Potremmo considerarla un mezzo per la risoluzione dei problemi e la gestione dei conflitti di coppia. Immaginiamola come uno spazio in cui i partner “imparano a litigare”, cogliendo alcuni aspetti della relazione e delle modalità comunicative spesso invisibili.
Il terapeuta può aiutarci a “leggere tra le righe”, a cogliere quelle piccole ma fondamentali sfumature di un messaggio, che spesso passano inosservate creando fraintendimenti e distanze. Come se, durante i confronti con il partner, qualcuno mettesse i sottotitoli che aiutano l’altro a decifrare “la nostra lingua”, svelando i bisogni, i desideri nascosti nelle parole e nei comportamenti che usiamo.
La terapia di coppia offre l’opportunità di sciogliere quei nodi fatti di “Non mi capisci”, “Non consideri quelle cose che sono tanto importanti per me”, “Tu fai sempre così!”, che ci allontanano dall’altro e contribuiscono al farci sentire soli.
L’obiettivo della terapia di coppia è quello di fornire ai partner un nuovo “paio di occhiali” con cui leggere i propri comportamenti e quelli dell’altro, individuando se e come si desidera cambiare.

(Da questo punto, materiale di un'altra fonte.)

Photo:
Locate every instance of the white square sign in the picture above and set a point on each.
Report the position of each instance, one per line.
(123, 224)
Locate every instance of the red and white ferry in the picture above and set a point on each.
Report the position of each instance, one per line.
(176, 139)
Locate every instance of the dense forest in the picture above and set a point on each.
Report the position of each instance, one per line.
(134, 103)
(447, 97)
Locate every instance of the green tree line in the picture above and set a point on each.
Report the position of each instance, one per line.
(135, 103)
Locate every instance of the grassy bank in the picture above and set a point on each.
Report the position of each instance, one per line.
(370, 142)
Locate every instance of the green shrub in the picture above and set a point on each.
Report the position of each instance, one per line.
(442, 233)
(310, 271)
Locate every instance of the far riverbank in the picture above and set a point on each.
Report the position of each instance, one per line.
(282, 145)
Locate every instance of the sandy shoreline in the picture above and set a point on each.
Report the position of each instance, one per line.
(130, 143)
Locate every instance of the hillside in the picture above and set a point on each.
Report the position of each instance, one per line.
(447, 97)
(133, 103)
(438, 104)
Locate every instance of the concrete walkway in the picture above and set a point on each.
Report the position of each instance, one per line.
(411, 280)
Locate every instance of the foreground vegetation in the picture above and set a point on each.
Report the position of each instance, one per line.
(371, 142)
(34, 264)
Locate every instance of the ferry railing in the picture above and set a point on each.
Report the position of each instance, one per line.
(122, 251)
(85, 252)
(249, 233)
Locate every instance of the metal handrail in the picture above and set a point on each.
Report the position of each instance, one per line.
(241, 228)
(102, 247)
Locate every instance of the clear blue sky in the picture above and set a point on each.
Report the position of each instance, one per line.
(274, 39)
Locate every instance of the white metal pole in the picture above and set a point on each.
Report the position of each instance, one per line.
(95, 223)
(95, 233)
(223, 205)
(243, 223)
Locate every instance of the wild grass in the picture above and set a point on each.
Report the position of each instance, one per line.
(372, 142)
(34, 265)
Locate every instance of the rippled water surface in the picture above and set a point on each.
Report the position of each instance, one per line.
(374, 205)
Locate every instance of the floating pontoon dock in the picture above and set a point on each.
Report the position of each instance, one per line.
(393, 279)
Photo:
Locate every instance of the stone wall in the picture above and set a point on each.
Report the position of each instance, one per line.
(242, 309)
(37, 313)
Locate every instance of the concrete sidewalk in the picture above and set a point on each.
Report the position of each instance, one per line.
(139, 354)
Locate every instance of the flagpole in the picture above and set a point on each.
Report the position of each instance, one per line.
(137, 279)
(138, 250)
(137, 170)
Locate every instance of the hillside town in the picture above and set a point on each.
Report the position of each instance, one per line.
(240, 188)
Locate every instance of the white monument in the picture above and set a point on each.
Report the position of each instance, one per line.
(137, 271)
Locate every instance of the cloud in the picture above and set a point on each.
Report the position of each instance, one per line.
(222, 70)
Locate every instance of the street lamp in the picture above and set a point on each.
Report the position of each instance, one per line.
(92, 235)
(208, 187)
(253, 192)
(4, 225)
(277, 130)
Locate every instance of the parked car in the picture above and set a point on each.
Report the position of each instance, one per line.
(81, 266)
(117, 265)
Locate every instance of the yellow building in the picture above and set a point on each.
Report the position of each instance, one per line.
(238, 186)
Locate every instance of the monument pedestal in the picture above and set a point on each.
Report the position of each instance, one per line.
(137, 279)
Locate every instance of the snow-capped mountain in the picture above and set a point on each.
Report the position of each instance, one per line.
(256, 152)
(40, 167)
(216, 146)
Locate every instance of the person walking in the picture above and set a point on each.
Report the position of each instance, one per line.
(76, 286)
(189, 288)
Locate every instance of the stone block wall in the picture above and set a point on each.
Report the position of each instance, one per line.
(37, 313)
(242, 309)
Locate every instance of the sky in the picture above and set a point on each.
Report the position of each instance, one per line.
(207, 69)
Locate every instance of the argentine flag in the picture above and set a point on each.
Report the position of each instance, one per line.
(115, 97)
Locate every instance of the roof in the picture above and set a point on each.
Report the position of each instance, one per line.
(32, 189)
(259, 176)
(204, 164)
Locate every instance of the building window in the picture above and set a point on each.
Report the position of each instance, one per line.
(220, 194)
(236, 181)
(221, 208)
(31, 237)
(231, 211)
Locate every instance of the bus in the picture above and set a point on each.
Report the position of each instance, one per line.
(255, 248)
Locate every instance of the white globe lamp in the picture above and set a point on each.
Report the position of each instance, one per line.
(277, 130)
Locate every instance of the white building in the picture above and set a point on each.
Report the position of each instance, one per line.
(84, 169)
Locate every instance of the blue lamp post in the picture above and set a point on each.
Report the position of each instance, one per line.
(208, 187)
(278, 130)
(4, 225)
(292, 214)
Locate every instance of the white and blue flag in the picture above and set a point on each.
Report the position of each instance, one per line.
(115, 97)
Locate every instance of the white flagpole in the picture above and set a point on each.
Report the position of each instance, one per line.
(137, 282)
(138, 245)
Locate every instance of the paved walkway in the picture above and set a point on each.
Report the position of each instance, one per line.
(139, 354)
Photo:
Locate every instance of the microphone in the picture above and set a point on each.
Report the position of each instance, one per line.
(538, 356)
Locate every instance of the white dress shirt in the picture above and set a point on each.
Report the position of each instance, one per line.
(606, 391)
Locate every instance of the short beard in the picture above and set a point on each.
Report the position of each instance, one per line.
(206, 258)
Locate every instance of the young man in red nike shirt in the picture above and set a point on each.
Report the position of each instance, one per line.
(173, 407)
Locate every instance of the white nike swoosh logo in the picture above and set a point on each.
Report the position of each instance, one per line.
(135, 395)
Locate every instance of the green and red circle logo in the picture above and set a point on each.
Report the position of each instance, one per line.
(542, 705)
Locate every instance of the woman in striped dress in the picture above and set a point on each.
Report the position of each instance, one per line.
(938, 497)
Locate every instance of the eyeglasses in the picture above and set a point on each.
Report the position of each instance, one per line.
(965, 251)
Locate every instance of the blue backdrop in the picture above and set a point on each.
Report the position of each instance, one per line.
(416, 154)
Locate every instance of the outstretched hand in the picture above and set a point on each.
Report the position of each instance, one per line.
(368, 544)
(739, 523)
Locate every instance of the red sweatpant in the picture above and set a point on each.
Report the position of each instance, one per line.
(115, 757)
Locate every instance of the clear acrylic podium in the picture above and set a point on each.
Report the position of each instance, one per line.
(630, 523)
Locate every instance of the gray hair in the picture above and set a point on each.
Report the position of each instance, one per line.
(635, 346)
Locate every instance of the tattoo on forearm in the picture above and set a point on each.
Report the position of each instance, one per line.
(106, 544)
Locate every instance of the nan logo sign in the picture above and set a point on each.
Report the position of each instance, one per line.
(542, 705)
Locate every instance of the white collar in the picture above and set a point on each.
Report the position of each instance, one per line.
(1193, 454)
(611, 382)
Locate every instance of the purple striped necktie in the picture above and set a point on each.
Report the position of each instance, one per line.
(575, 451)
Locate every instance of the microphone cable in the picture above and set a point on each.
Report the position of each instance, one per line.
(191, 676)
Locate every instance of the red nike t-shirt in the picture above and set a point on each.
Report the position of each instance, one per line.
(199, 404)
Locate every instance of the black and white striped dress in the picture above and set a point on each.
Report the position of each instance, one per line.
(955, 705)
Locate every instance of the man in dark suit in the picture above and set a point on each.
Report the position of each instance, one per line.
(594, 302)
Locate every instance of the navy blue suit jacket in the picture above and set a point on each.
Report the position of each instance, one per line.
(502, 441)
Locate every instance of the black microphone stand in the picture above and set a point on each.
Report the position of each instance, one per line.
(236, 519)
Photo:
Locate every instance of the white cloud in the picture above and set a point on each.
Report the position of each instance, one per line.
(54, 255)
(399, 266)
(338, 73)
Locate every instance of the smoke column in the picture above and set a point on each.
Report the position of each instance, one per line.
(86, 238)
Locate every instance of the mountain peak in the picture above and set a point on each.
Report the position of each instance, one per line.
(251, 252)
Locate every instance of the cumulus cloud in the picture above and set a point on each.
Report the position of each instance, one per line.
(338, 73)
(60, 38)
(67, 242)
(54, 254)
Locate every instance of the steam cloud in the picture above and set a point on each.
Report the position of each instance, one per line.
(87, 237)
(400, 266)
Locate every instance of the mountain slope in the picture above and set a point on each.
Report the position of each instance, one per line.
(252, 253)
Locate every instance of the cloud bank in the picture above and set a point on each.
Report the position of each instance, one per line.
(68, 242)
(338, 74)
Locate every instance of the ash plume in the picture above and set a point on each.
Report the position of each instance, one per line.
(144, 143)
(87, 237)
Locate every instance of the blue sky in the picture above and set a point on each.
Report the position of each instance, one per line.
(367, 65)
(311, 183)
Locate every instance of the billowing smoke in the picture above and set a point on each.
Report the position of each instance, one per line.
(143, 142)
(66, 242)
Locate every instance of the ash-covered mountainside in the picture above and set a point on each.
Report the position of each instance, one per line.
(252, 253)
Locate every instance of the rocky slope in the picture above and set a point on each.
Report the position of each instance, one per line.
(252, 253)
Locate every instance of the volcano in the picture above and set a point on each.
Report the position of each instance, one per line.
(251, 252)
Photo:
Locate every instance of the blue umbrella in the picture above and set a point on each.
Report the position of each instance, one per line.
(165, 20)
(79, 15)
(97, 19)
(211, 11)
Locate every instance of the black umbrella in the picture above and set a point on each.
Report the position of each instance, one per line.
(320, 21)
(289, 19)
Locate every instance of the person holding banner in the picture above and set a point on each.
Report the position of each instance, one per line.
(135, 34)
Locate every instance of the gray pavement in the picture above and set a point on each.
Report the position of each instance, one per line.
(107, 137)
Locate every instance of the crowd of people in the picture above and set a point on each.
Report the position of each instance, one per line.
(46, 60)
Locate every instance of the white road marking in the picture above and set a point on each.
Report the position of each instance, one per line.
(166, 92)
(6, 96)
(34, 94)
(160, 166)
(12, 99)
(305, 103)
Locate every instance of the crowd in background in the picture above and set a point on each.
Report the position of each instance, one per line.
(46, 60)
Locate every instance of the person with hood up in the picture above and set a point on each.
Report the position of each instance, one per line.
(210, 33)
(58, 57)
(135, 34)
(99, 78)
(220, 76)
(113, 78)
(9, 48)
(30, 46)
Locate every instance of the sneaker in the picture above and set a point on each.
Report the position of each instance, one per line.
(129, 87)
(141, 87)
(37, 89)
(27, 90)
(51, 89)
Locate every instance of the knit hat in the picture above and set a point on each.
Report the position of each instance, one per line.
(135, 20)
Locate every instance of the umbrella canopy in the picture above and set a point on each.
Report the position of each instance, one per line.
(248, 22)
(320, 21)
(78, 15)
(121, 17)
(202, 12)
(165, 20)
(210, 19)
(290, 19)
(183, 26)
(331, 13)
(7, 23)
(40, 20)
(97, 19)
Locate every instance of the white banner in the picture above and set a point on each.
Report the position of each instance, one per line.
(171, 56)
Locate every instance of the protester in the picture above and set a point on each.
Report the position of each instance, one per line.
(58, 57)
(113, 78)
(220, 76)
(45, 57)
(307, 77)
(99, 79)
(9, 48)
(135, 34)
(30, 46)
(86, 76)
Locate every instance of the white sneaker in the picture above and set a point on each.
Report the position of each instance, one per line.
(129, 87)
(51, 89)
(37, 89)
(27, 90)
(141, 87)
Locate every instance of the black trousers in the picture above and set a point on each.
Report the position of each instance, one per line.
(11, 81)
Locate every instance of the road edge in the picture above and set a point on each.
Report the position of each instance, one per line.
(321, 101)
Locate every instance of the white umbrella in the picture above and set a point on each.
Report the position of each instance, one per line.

Con l’aiuto del professionista è possibile individuare le aree critiche e problematiche della vita di coppia, che appesantiscono la relazione e “la congelano”, impedendole di evolvere.
Stimolando un ascolto reciproco e autentico, che favorisca l’espressione di sentimenti e pensieri, il terapeuta “rispolvera” il patto tra i partner, aiutandoli a ricordare il motivo per il quale si scelsero tempo fa.
Nella stanza di terapia si impara a gestire e a stare nei conflitti, senza averne paura, senza temere che l’altro possa andarsene e che la relazione possa rompersi.
Ma in terapia di coppia ci si lascia?
Quante volte i pazienti mi hanno detto: “Dottoressa, ho paura che se vado in terapia [anche individuale, nda], lascio mio marito/mia moglie”!
Nessuna formula magica o connessione di causa-effetto o miracoli.
La risoluzione di un problema e di un conflitto, il cambiamento, il rinnovo della promessa richiedono tutte un desiderio, una volontà di farlo. In questo senso il terapeuta può fungere da specchio, aiutando i partner a cogliere ciò che desiderano realmente.
Oltre a rinegoziare il contratto del “noi”, quindi, la terapia di coppia può anche aiutare a salutarsi, ringraziando l’altro per il cammino percorso insieme, qualora si capisse che la vita insieme non è più possibile. Si tratta di un momento prezioso, soprattutto per le coppie genitoriali, perché senz’altro si può smettere di essere una coppia di amanti, ma non di genitori. Qui diventa vitale la negoziazione e la costruzione di un nuovo “noi”, in nome del benessere e della serenità dei figli.